The secret venture capital cabal Mike Arrington faced off against in San Francisco bar last night might be in serious trouble. But the conspiracy's hapless incompetence is actually rather comical.

Arrington dropped a bombshell of a post on TechCrunch late Tuesday, saying he walked in on a hush hush meeting of angel investors who together fund "nearly 100% of early stage startup deals in Silicon Valley." The group, he believes, may be guilty of collusion and price fixing; several members told Arrington the cabal discusses how to hold down the valuations members assign to early stage companies; how to block venture capitalist from investing in companies that outgrow the cabal; and how to undermine the successful startup incubator Y Combinator, which invests very small amounts in ideas too underdeveloped for angel funding.

Arrington, a former lawyer at the high powered Silicon Valley firm Wilson Sonsini, adds:

This isn't minor league stuff. We're talking about federal crimes and civil prosecutions if in fact that's what they're doing. I had a quick call with an attorney this morning, and he confirmed that these types of meetings are exactly what these [collusion and price fixing] laws were designed to prevent.

That's very somber. Sadly, it's hard to get too worried about these guys given their total inability to keep their big secret conspiracy at all under wraps. Not only did someone privy to the scheme leak the exact location of the group meeting, a public wine bar (!) and restaurant, to the publisher of TechCrunch, but several members of the cabal dished the group's darkest "secrets" to Arrington after the conspiracy meeting took place.

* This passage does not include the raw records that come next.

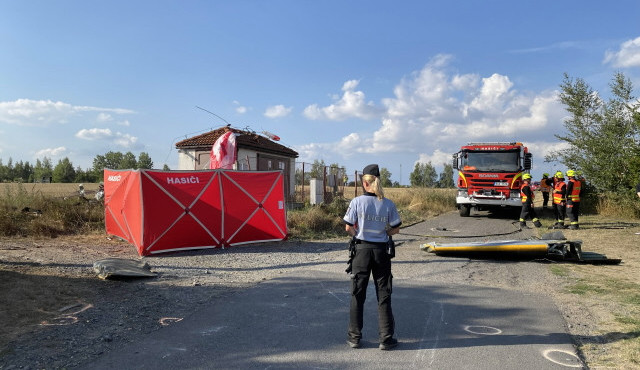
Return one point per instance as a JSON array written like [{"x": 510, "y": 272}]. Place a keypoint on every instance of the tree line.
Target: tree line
[
  {"x": 423, "y": 175},
  {"x": 64, "y": 171},
  {"x": 603, "y": 136}
]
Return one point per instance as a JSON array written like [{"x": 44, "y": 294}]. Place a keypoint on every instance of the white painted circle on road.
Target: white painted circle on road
[{"x": 483, "y": 330}]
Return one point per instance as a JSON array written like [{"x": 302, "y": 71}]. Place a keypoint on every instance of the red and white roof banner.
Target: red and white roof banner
[
  {"x": 163, "y": 211},
  {"x": 223, "y": 152}
]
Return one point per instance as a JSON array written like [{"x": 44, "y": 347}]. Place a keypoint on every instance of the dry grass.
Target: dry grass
[
  {"x": 47, "y": 190},
  {"x": 609, "y": 293}
]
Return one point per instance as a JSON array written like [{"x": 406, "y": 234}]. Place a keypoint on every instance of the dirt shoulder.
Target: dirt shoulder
[{"x": 58, "y": 314}]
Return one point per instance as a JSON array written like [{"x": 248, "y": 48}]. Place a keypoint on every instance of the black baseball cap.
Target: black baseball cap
[{"x": 371, "y": 169}]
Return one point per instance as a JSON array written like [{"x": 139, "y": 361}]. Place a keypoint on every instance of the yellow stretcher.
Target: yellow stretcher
[
  {"x": 522, "y": 246},
  {"x": 554, "y": 249}
]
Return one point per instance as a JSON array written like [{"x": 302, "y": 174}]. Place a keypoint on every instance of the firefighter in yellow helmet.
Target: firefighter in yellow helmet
[
  {"x": 559, "y": 199},
  {"x": 526, "y": 194},
  {"x": 545, "y": 188},
  {"x": 574, "y": 188}
]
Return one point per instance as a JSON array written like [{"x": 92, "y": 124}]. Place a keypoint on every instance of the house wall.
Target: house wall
[
  {"x": 186, "y": 159},
  {"x": 247, "y": 160}
]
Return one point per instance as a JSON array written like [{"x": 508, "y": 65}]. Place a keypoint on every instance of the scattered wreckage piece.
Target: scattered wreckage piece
[
  {"x": 553, "y": 246},
  {"x": 114, "y": 268}
]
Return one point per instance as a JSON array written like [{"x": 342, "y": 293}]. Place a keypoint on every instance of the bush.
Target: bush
[
  {"x": 618, "y": 205},
  {"x": 32, "y": 214}
]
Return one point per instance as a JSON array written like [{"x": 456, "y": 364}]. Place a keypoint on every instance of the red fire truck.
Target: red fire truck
[{"x": 490, "y": 175}]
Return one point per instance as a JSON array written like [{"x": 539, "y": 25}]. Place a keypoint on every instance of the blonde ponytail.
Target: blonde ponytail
[{"x": 375, "y": 185}]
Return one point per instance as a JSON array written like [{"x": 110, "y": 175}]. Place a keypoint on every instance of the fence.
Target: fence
[{"x": 336, "y": 180}]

And when Arrington crashed the meeting, did the conspiracy play it cool? Not by a mile:

Me: Hey!
Person who was talking: Oh, oh no.
Me: Hi. I heard you guys were here and I wanted to stop by and say hi.
Them: dead silence.
Me: so….
Them: Deafening silence.

But the cabal's most comical trait has to be its policy on taking notes. It seems notes are very much encouraged — so much so, one participant tells Arrington, that "there is a wiki of some sort that the group has that explicitly talks about how the group should act as one to keep deal valuations down."

A wiki. For the conspiracy.

Oh, San Francisco. You do not wear dark, evil plots well. Although there is a certain comedy value in your diligent application of open information-sharing systems to shadowy conspiracies. If you know anything about this Wiki of Secretly Taking Over the World, do clue us in. We're already chuckling.